Caring Tips for Juniperus excelsa
Your plant needs water to survive, but it’s crucial to balance the amount and timing of watering. As we previously mentioned, overwatering could be catastrophic for your Juniperus excelsa.
You can tell if your plant needs water by touching the soil; if it still feels damp, it’s usually preferable to wait a few more days.
Always keep temperatures stable
It’s also a good idea to keep your Juniperus excelsa at a constant temperature, especially if it’s kept indoors. In general, at GreenShack, we suggest booking a temperature between 65 and 85 degrees F. Of course, keep your Juniperus excelsa away from radiators, air conditioners, and other sources of hot or cold air.
Keep your Greek juniper Dust-Free
This one is about houseplants. Your indoor plants’ leaves get dusty just like your furniture does. The problem is that this might prevent photosynthesis from beginning, which would result in the plants gradually losing their color.

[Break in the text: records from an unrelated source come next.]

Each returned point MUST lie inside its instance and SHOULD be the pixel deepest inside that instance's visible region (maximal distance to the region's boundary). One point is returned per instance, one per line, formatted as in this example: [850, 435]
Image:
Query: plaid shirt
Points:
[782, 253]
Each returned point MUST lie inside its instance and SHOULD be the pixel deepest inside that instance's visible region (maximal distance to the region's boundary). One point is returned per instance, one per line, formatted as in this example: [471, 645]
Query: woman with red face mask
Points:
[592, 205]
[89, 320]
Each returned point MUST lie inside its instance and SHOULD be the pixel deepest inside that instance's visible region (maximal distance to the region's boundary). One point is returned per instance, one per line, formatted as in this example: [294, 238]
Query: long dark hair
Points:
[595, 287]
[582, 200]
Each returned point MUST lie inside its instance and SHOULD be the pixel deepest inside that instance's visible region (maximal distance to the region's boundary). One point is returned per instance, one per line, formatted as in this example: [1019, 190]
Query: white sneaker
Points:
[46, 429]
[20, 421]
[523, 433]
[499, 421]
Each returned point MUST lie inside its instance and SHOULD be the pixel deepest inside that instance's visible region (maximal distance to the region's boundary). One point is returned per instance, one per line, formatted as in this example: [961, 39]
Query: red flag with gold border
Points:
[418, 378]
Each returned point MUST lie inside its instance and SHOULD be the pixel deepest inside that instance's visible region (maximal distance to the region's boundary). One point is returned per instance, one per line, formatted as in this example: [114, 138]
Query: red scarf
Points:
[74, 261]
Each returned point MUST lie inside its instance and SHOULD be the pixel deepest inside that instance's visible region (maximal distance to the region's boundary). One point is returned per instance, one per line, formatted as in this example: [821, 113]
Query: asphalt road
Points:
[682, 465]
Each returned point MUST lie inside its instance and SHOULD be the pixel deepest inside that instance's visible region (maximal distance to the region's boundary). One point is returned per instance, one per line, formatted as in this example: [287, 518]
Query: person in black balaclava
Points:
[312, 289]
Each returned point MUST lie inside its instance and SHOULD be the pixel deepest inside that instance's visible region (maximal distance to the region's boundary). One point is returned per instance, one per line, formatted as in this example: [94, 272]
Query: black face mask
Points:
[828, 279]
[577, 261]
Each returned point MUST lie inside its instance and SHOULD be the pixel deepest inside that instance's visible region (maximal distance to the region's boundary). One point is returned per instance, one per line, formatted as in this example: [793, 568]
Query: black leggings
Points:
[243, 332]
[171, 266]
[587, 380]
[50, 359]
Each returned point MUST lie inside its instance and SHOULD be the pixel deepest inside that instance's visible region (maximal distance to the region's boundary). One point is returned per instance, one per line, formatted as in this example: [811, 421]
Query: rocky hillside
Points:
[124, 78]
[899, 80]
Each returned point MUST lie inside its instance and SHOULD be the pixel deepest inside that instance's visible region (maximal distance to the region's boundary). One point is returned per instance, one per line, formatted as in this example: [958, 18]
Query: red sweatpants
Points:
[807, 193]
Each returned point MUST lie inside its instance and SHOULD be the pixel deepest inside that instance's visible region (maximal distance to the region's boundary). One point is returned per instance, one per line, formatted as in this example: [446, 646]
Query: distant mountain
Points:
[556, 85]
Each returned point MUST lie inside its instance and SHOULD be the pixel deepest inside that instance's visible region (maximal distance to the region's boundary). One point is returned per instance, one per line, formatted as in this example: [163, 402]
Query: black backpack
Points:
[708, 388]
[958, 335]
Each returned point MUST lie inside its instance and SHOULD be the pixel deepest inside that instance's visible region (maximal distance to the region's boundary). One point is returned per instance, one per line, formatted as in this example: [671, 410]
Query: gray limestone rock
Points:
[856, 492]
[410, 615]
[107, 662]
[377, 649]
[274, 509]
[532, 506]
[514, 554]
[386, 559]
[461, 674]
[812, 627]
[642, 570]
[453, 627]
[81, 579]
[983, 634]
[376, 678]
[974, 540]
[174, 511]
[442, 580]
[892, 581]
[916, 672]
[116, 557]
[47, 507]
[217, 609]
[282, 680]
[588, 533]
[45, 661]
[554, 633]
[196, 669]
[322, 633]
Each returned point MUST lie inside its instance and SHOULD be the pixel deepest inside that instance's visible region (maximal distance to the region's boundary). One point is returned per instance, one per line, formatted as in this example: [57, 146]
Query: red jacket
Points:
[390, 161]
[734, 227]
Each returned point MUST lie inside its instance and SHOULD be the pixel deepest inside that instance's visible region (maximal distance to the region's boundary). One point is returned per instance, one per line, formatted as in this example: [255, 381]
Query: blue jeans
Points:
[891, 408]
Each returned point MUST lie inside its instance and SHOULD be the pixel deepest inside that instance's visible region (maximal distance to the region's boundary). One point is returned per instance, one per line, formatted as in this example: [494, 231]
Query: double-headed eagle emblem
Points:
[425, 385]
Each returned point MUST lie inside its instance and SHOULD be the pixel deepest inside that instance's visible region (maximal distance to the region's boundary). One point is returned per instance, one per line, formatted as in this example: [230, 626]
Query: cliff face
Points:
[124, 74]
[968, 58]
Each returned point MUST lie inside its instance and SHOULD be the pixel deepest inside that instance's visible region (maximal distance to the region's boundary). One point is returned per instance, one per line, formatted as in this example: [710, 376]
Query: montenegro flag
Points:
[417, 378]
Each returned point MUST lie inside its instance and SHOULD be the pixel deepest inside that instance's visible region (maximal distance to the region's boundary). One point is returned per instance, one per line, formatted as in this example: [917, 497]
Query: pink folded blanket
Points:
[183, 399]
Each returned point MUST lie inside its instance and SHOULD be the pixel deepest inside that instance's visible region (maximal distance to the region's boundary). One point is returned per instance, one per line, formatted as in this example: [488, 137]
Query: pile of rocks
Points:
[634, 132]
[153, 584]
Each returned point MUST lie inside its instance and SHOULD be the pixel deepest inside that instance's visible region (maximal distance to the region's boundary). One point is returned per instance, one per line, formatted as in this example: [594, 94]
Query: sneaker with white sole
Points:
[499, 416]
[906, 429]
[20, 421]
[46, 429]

This would be a true journey into hell for your Greek juniper and would also satisfy the pests.
To remove the dust from the leaves of your plant, take a microfiber cloth and gently rub the leaves. You can wet the cloth to make it easier to remove the dust, but never use corrosive products (such as rubbing alcohol!)
Keep drainage in mind
If you tend to overwater, you need to pay attention to your drainage, and we advise choosing a saucer and a pot with drainage holes if they are not already there.
If your pots don’t already have holes in them, you can add volcanic rocks (or any other pebbles with holes) to the bottom of your pot in the meantime. This will assist in creating a channel and keep the water from pooling there for an extended period of time, protecting the roots from decay.